Police and Crime Commissioners

Yesterday the government launched a review into the role of Police and Crime Commissioners, helping to give the public a greater say over local policing that affects them. 
  • Police and Crime Commissioners are elected to deliver on the people’s priorities, and we want the public to have confidence that they are doing so – including recruiting 20,000 additional officers, and making the most of the biggest funding increase to policing in a decade.
     
  • That is why the government has launched a review into the role of PCCs, focused on improving public scrutiny and transparency in their work, and ensuring the views of the law-abiding silent majority who voted for them are always at the centre of their decision-making.
     
  • This will ensure that voters can better hold PCCs to account for their performance – giving the public a stronger say in the issues that matter to them.
Personally I am absolutely convinced that the PCC system is vastly more transparent and accountable - and cheaper  - than the system of police authorities which we had before.

I bet the percentage of Cumbria voters who could name Peter McCall as our Police and Crime Commissioner is an order of magnitude higher than the proportion who could have correctly named even two of the seventeen members of the Police Authority which had exactly the same responsibilities before.
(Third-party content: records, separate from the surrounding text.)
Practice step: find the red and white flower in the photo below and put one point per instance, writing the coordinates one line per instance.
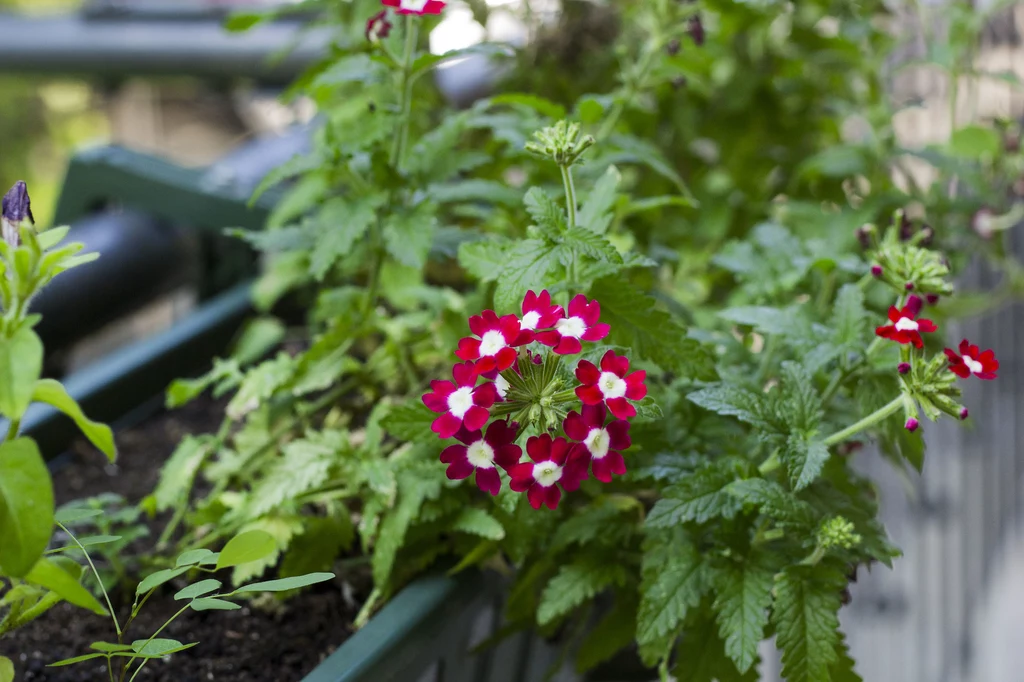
(972, 360)
(416, 6)
(600, 443)
(905, 327)
(581, 323)
(483, 454)
(550, 467)
(538, 311)
(611, 384)
(493, 347)
(461, 403)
And the salary of the PCC is less than half the total of the allowances which were paid to those seventeen people.

But it is right that as we approach the end of the second term of the elected commissioners, there should be a review of how the system has worked.

Comments

Anonymous said…
Inadvertent cut & paste job in first para. Anyway we won't need a P&CC when your mate Starkie becomes Mayor of Cumbria
Chris Whiteside said…
Thank you for pointing out the accidental extra words which I have removed.

Personally

1) There is a precedent in the North West for an area having both a directly elected mayor and a directly elected police and Crime Commissioner (in Liverpool.) I would favour that option.

2) We won't select a candidate for mayor of Cumbria until the position is created, and

3) This is not an attack on Mike Starkie, it is a comment on people who would have something to offer. I am absolutely 100% certain that if the position is created there will be more than one, and probably more than two, strong contenders for the Conservative nomination.